Oak Park Elementary School District 97 administrators presented a tentative 2025–26 budget to the Board of Education on Aug. 12, projecting a small revenue increase but larger growth in expenses and recommending continued attention to fund balance reserves.
The presentation, delivered by Rob Grossi, a longtime consultant to the board, and Dr. Crystal Leroy, the district's newly appointed chief financial officer, outlined preliminary fiscal-year results and a tentative budget the board will consider at a public hearing on Sept. 16. Grossi said a notice will run in the newspaper by Aug. 15 and that the district will meet with the district's finance advisory group (FORC) on Aug. 26 for comment before the hearing.
Why it matters: the tentative budget affects tax levy planning, long-range capital work and staffing. District officials said the budget aims to maintain programs while holding fund balance within the board's 3-to-6-month target.
Key points from the presentation:
- Preliminary cash-basis results for the fiscal year that ended show beginning cash of about $44.2 million, total revenues of roughly $129.7 million, total expenditures of about $122.1 million and ending cash of about $51.8 million.
- The district reported investing about $2.0 million in capital projects and increasing fund balances by about $7.6 million year over year; administrators said the district now holds roughly 155 days of reserves.
- For the tentative 2025–26 budget, administrators projected revenues to increase by roughly $498,000 (about 0.3 percent) while total expenditures are projected to rise about $7.0 million (about 7.1 percent overall; about 4.5 percent excluding capital). Grossi said the primary expenditure drivers are salaries and benefits, which together comprise about 75 percent of district spending.
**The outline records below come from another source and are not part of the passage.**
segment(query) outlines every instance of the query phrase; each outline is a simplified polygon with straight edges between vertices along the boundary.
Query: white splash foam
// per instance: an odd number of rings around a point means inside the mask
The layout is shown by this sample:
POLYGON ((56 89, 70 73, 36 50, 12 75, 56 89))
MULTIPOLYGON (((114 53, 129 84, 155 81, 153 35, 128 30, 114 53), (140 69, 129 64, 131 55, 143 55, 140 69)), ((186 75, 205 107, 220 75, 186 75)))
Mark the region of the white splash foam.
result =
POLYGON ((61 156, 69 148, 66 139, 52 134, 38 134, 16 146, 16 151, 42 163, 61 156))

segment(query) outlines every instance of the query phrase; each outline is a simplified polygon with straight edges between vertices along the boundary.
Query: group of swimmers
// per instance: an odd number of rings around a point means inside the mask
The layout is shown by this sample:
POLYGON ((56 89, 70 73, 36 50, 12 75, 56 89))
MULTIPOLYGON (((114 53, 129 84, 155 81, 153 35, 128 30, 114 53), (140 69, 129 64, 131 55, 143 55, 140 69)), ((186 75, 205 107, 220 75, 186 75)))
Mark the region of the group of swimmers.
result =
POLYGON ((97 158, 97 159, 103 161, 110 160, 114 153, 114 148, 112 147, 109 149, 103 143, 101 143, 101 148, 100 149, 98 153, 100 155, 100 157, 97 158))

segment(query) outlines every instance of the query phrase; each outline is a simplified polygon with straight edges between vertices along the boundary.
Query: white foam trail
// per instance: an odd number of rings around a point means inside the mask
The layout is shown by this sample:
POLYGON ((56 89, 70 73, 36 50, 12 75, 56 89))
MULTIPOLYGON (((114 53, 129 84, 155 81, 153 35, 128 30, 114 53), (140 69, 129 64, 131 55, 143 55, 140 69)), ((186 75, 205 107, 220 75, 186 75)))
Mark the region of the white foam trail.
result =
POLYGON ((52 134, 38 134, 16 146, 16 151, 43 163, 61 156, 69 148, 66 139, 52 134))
- Major budget assumptions highlighted: a projected salary increase of about 4 percent across staff, a 5.5 percent rise in employee benefits, $4.0 million planned for capital projects and continued reliance on property tax revenue (about 79 percent of district revenue).
- Revenue sensitivities discussed include the district's constrained tax growth under Cook County limits tied to CPI, uncertainty in federal grants, and variation in corporate personal property replacement tax receipts.
Discussion and next steps:
Grossi told the board the district finished the last year better than anticipated, but warned that slower growth in real estate tax revenue tied to CPI will compress future surpluses unless expenses are constrained. He recommended ongoing scenario planning and quarterly reporting to let the board see trends before more difficult decisions become necessary.
Board members asked for five-year projections under best-, realistic- and worst-case scenarios and sought clarity on how the district's fund balance policy (3-to-6 months) should guide future capital and levy choices. Dr. Leroy said the administration will file the adopted budget with the Illinois State Board of Education after board action and will return with additional details, quarterly reports and five-year scenarios after the audit is final.